Rick Strahl's Weblog  

Wind, waves, code and everything in between...
.NET • C# • Markdown • WPF • All Things Web
Contact   •   Articles   •   Products   •   Support   •   Advertise
Sponsored by:
Markdown Monster - The Markdown Editor for Windows

Detecting Text Encoding for StreamReader


:P
On this page:

I keep running into issues in regards to auto-detection of file types when using StreamReader. StreamReader supports byte order mark detection and in most cases that seems to be working Ok, but if you deal with a variety of different file encodings for input files using the default detection comes up short.

I posted a JavaScript Minifier application yesterday and somebody correctly pointed out that the text encoding was incorrect. It turns out part of the problem is the code I snatched from Douglas Crockford's original C# minifier code, but there's also an issue with some of the code I added to provide string translations.

StreamReader() specifically has an overload that's supposed to help with detection of byte order marks and based on that is supposed to sniff the document's encoding. It actually works but only if the content is encoded as UTF-8/16/32 - ie. when it actually has a byte order mark. It doesn't revert back to Encoding.Default if it can't find a byte order mark - the default without a byte order mark is UTF-8 which usually will result in invalid text parsing. For my converter this translated into problems when the source JavaScript files were not encoded with UTF-8, but it worked fine with any of the UTF-xx encodings which is why I missed this.
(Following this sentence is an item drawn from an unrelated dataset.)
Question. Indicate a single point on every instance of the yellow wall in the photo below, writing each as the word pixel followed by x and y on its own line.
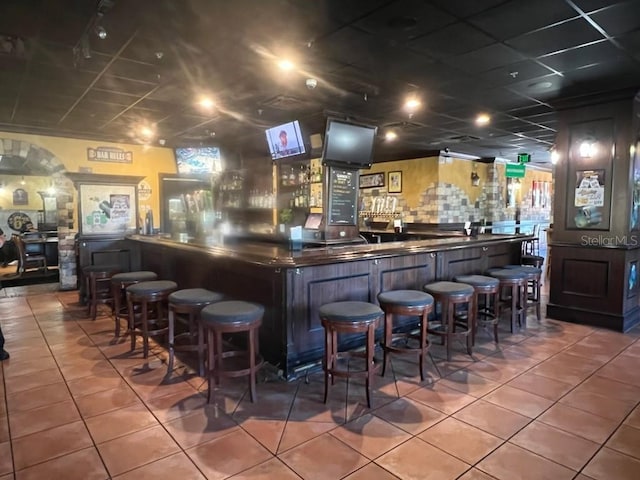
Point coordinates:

There are a few other oddities. For example, Encoding.UTF8 is configured in such a way that when you write out to a StreamWriter it will always write out the Byte Order Mark unless you explicitly create a new instance with the constructor that disables it (ie. new UTF8Encoding(false)) which can really bite you if you're writing XML into an XMLWriter through a StreamWriter since Encoding.UTF8 is the default. HTTP output should never include a BOM - it's used only for files as content markers.

So anyway, every time I run into this I play around for a bit trying different encodings, usually combinations of Encoding.Default, Encoding.UTF8 and Encoding.Unicode, none of which really work consistently in all cases. What's really needed is some way to sniff the Byte Order Marks and depending on which one is present apply the appropriate Encoding to the StreamReader's constructor.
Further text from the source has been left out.